The senators made the proposal Thursday at the resumption of the blue ribbon committee’s investigation into the PCSO controversy.
Appearing before the Senate blue ribbon committee for the first time since her appointment as new commissioner of the Commission on Audit, Heidi Mendoza said that in 2007 alone, over P54 million in PCSO intelligence funds were not liquidated after PCSO officials certified that there were no records on how the money was used.
“Until now, we cannot find the records. The previous chairperson certified that when they came in, the records were no longer in existence. We cannot find them. No credit advice was given,” Mendoza said.
Prior to Mendoza’s testimony, PCSO officials, led by its former chairman Sergio Valencia, and Rosario Uriarte, former general manager and vice chairperson, said that a large portion of the PCSO funds were used for “blood money” that was given to the Department of Foreign Affairs (DFA) for Filipino workers overseas who needed the government’s help.
But foreign affairs undersecretary Esteban Conejos, who was also invited to the inquiry, denied that the DFA received the “blood money” but confirmed that three checks of P5 million each were issued and which could have been given directly to the families of the OFWs concerned.

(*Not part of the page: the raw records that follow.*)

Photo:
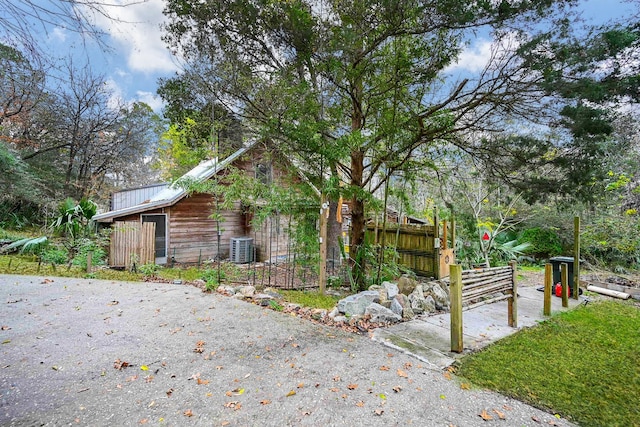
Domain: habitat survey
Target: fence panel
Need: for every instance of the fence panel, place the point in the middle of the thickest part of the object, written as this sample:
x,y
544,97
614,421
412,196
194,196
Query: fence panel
x,y
132,242
416,247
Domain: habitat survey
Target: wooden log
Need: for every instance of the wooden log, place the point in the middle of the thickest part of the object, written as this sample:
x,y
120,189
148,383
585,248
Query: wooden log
x,y
608,292
455,296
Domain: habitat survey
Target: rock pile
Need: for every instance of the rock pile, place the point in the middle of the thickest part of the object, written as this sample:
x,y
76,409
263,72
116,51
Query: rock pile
x,y
379,305
394,302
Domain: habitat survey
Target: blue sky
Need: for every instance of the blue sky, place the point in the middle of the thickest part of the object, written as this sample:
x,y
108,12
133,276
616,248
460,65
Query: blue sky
x,y
138,56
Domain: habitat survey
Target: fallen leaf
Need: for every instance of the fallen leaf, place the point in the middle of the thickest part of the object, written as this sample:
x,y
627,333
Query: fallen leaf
x,y
235,405
120,364
485,415
500,414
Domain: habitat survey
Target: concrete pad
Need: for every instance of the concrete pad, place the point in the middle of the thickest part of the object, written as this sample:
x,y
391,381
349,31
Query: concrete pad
x,y
429,338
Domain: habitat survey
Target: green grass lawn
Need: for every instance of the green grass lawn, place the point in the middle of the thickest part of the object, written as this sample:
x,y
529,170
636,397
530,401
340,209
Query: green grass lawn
x,y
583,364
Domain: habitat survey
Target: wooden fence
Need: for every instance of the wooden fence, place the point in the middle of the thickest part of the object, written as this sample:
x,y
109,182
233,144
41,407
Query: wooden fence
x,y
420,248
132,242
472,288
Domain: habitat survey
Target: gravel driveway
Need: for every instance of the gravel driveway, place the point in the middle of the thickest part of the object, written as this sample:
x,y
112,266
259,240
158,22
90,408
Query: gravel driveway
x,y
104,353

Referring to documents, Senator Franklin Drilon also said that P17 million was spent for an OFW that was facing the death sentence in Kuwait in 2009.
When asked who gave the order to the PCSO to use its intelligence funds for “blood money,” Uriarte, who is in hot water after she revealed in a previous Senate hearing that she personally brought requests for disbursement to then President now Pampanga Representative Gloria Macapagal-Arroyo in Malacanang, this time refused to answer.
She and Arroyo are facing plunder charges before the Office of the Ombudsman over the PCSO controversy.
“Kailangan ko pong ipagtanggol ang sarili ko [I need to defend myself],” Uriarte said, breaking down into tears.
In the same hearing, Drilon disclosed that from January-June 2010, which the senator said was “an election year”, Uriarte encashed P102.5 million at the Philippine National Bank, which Annabelle R. Fernandez , the bank’s sales and service head, certified in December 15 of the same year.
Uriarte again cited her right against self-incrimination when Drilon asked her where she brought the cash.
The senators also questioned the P116 million in intelligence funds that were spent in 2009, which Uriarte said were used to thwart “destabilization activities”.